I love the colours in stir fry dishes. This is one recipe where the vegetables are the stars of the plate. Crisp, vibrant colours of red, green, orange, yellow; they are a feast for our eyes and taste amazing! They are incredibly versatile and easy to change up based on what is in season, on sale or what ever strikes you to add. There are never any left overs and everyone has a satisfying meal made up of more than half a plate of vegetables and protein rich cashews, completed with rice, barley, noodles, or alternative.
There is a knack to making stir fries and it is all in the prep. Wash and chop all the ingredients and have everything ready right beside your wok. Have your sauce mixture ready to go in and start heating up the pan. Once the cooking begins, dinner will be on the table in less than 10 minutes.

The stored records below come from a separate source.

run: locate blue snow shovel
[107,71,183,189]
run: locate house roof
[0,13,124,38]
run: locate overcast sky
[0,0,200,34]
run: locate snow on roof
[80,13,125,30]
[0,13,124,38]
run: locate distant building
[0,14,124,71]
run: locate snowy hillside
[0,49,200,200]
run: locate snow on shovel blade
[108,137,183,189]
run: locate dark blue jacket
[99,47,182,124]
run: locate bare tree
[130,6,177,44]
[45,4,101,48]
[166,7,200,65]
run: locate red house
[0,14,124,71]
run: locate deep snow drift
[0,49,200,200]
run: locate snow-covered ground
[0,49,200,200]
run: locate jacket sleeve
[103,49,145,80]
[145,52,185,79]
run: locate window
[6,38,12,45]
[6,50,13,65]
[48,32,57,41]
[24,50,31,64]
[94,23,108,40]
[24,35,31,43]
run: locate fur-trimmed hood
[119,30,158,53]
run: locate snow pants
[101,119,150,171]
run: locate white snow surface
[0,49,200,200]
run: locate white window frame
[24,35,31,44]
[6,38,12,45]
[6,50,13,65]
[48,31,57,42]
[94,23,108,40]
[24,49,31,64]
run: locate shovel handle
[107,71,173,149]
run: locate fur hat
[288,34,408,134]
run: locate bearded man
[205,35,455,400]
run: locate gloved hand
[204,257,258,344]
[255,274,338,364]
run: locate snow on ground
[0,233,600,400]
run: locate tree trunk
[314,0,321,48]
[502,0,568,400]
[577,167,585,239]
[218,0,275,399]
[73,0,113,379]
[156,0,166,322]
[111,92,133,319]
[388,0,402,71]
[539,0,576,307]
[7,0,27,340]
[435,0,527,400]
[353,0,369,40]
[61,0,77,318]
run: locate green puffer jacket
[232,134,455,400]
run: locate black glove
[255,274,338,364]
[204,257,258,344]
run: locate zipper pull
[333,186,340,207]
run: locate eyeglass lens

I love my heavy stainless steel wok. It heats so well and so evenly. I recommend stainless steel or cast iron pans. It was an investment many years ago and was money well spent. Many woks are not suitable for high heat cooking and are coated with a non stick coating which can have health risks. For more information on non stick cookware see the guidelines from Cancer.ca
Vegetable Stir Fry with Cashews (Serves 4)
4 cups broccoli florets
4 carrots chopped
1 red pepper chopped (or mix of colours to make approx 1 pepper)
1 tablespoon coconut oil
1 tablespoon grated ginger
3 cloves garlic
1/2 cup vegetable stock
2 tsp corn starch
3 tablespoons low sodium soy sauce
1 tsp rice vinegar
2 pinches red pepper flakes
1/2 cup roasted cashews
Rice, barley, quinoa or noodles of choice
Directions: In a small bowl stir together vegetable stock, corn starch, soy sauce, rice vinegar, and red pepper flakes. Set aside while you wash and chop all the vegetables. Heat coconut oil in wok over medium high heat and add garlic and ginger. Cook until fragrant. In order add carrots, mushrooms, broccoli, peppers and cook, stirring the vegetables gently so that they cook quickly, remaining firm and with bright colours. Add stock mixture which will thicken, glaze and coat the vegetables. Top with cashews. Serve with rice, barley, quinoa or noodles of choice.
This recipe is adapted from Whole Foods Recipes.